Perkembangan kajian hadits, era digitalisasi. Sejarah perkembangan studi hadits
dari fase ke fase menarik untuk diperbincangkan, mengingat peran hadits sangat begitu
sentral bagi umat Islam, sebagaimana peran-nya sebagai sumber primer ajaran Islam,
bahkan pelengkap keberadaan al-Quran. Sehingga keberadaan hadits begitu pesat,
sehingga studi hadits menjadi bahasan populer kala itu, sebab di masa-masa sebelumnya
para sahabat lebih fokus dalam mengkaji al-Quran.
BAB III
PENUTUP
A. Kesimpulan
Kesimpulan Dari tulisan yang sudah penulis paparkan diatas, dapat diambil
kesimpulan bahwa perkembangan yang sangat nampak dari ilmu hadits adalah setelah
wafatnya Rasulullah SAW. Yaitu ketika para sahabat merasa penting untuk
mengumpulkan hadits-hadits Nabi karena ditakutkan hilang. Setelah generasi sahabat
berlalu, langkah para sahabat dalam penerimaan hadits diikuti oleh para tabi’in.

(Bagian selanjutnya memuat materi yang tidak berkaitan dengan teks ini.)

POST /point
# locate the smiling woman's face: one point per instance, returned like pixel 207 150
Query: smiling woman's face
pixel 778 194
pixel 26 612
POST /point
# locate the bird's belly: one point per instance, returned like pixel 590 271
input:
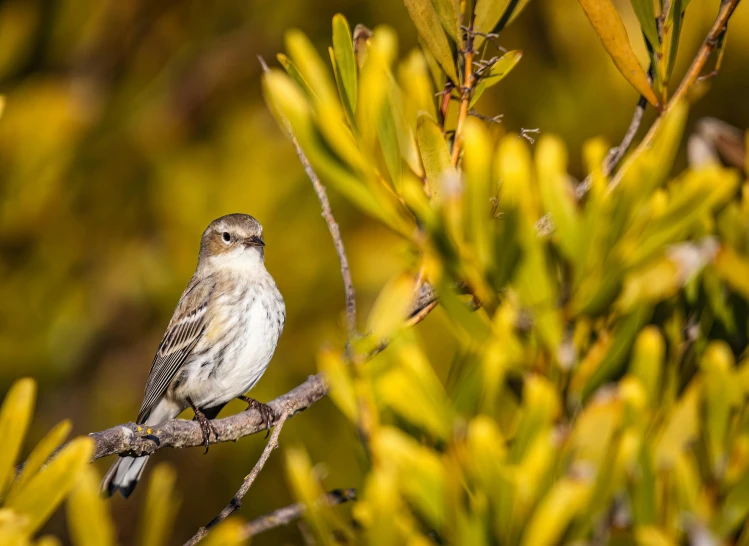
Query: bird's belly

Perkembangan ilmu hadits terus berjalan sejalan dengan terus bertambahnya periwayatan
hadits. Setiap ada riwayat maka disanalah ulumul hadits berperan menentukan diterima
atau tidaknya sehingga pada akhirnya ulum al-hadits menjadi disiplin ilmu yang mandiri
dalam ajaran agama Islam. Perkembangan hadits berkembang pada masa penyaringan, di
lanjutkan dengan penyarahan dan seterusnya berlanjut pada ringkasan dan takhrij.

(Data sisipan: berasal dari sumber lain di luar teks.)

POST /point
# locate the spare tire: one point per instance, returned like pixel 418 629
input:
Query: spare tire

Setelah itu, studi hadits hanya meneruskan karya-karyan yang sudah ada, hingga
akhirnya memasuki era global hadits mulai berkembang kembali dengan beragam cara
digitalisasi.
Penggolongan hadits yang pertama hadits shahih yaitu hadits yang sehat dan benar
tidak terdapat penyakit dan cacat. Yang kedua hadits hasan yaitu hadits yang muttasil
sanadnya, diriwayatkan oleh rawi yang adil dan dhabit, tetapi kadar kedhabitannya di
bawah kedhabitan hadits shahih, dan hadits itu tidak syadz dan tidak pula terdapat illat
(cacat). Yang ketiga hadits dha'if yaitu hadits lemah yang di dalamnya tidak terdapat
syarat-syarat hadits shahih dan syarat-syarat hadits hasan. Dan terakhir hadits maudhu'
yaitu hadits palsu atau hadits yang diragukan keabsahannya.